Hybrid Parser Architectural Pattern

Posted by
Author Jürgen Salecker
Siemens AG, CT SE 2
Otto-Hahn-Ring 6, 81730 München, Germany
Copyright Siemens AG 2006, all rights reserved; permission is granted to http://www.developerlife.com to reprint for publication purpose on the WEB page.

The Hybrid Parser architectural pattern applies to software systems which need to parse documents but are constrained by memory resources and processing power available. The pattern combines the processing advantages concerning execution speed and memory resources of event driven parsers with the programming comfort of a fully-fledged document object model, provided by an object tree parser. An event driven parser is usually by a factor of about 10 faster than an object tree parser but has the significant disadvantage that it is a cumbersome procedure to create an object model out of parsing events.

This pattern combines the advantages of both parsing techniques, the solution in a nutshell: Parsing events are collected and used to construct a parse tree which contains only node location information. Once the addressed node has been reached all following parsing events are used to construct a document object model (DOM) of just this part of the document. This avoids the necessity to hold the complete document in memory, when the focus is only on a part of the document. The extracted part is provided as a complete object model for comfortable processing with a DOM parser by an application.

Context

You need to extract a relatively small amount of information out of a larger (XML, for example) document. This extraction has to be done as efficiently and effectively as possible, both in terms of processing speed and required resources, such as memory and with a minimized implementation effort.

Example

The figure below shows a principle XML document, where the application needs to extract the two DOM sub-nodes trees identified by the two circles.

Figure 1, Principle DOM

With an object tree parser (DOM parser in XML technology) the complete document needs to be represented in memory first. Then the application is able to extract the two DOM sub-nodes by using the comfortable DOM API.

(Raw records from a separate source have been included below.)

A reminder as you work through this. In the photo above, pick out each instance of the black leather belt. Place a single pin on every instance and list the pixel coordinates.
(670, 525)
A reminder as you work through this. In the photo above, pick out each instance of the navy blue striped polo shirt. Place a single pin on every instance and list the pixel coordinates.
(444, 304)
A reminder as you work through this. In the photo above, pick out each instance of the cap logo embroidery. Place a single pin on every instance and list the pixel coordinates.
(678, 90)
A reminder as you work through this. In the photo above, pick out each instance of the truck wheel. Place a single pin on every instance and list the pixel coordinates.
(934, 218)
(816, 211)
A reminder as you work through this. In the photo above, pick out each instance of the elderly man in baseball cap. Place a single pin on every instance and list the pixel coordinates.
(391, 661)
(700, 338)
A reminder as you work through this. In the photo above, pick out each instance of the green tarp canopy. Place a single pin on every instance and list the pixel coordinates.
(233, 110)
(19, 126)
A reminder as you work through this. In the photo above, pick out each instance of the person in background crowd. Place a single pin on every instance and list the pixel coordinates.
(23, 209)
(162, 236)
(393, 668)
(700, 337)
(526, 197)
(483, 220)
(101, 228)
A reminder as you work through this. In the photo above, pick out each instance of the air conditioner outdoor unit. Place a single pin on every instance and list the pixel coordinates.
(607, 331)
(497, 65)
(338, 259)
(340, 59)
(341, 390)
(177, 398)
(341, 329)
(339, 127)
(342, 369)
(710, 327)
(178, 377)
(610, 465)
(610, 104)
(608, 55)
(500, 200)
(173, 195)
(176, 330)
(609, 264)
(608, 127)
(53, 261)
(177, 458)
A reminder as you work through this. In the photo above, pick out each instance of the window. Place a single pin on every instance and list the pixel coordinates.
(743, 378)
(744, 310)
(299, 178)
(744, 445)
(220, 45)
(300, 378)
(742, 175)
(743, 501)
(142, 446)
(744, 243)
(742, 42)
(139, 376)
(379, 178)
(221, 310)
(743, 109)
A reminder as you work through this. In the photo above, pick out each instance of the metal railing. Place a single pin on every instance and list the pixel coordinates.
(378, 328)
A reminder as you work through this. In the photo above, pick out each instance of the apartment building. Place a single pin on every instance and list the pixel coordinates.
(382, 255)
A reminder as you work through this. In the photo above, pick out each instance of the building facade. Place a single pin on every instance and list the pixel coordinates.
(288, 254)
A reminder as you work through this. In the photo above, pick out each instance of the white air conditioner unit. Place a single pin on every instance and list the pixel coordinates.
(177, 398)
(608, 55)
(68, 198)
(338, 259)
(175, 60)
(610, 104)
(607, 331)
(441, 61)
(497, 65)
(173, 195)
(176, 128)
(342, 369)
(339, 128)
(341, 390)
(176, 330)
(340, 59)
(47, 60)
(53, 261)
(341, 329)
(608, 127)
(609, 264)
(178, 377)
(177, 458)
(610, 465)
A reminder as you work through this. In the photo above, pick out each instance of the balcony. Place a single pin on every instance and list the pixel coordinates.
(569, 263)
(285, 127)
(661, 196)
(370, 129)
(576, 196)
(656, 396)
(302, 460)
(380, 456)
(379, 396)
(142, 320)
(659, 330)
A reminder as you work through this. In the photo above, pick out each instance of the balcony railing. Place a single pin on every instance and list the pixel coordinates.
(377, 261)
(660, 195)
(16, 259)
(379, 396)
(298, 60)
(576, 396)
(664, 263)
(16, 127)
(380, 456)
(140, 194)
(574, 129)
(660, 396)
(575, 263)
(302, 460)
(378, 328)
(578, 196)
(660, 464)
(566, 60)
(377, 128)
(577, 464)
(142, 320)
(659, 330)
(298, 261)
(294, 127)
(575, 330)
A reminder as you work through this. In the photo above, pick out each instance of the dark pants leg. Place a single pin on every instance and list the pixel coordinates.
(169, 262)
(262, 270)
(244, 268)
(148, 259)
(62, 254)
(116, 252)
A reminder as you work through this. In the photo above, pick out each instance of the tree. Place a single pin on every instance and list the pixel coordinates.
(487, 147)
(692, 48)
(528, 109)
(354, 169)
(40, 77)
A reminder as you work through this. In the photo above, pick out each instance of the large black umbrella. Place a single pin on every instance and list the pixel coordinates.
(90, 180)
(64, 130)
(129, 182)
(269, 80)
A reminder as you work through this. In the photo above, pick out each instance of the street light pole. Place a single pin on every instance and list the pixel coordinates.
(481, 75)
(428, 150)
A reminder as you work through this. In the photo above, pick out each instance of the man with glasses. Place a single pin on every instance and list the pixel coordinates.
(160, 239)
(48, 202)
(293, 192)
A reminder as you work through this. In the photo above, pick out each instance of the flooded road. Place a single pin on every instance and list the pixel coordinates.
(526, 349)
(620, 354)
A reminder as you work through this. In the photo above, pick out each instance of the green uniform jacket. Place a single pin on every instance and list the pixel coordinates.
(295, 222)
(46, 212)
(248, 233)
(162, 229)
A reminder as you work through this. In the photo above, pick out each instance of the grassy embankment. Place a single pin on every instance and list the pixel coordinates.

In the case an event based parser (SAX parser in XML technology) is used the application is responsible to construct an object model out of the generated parse events, which is a cumbersome procedure. Once the model is complete it is necessarily not a DOM model instead it is an application specific model, i.e. might even contain business logic.

Problem

Let’s assume an event based parser is used exclusively to extract the relevant information – the two DOM sub-nodes – shown in the figure above. In this case the processing speed will be sufficient, however the programming effort required creating an object model just out of parse events will be significant. Using an object tree parser instead, will solve the problem to create an object model, but the processing speed is usually not acceptable, at least for larger documents. It can be said that an event based parser is approximately by a factor of 10 faster than an object tree parser.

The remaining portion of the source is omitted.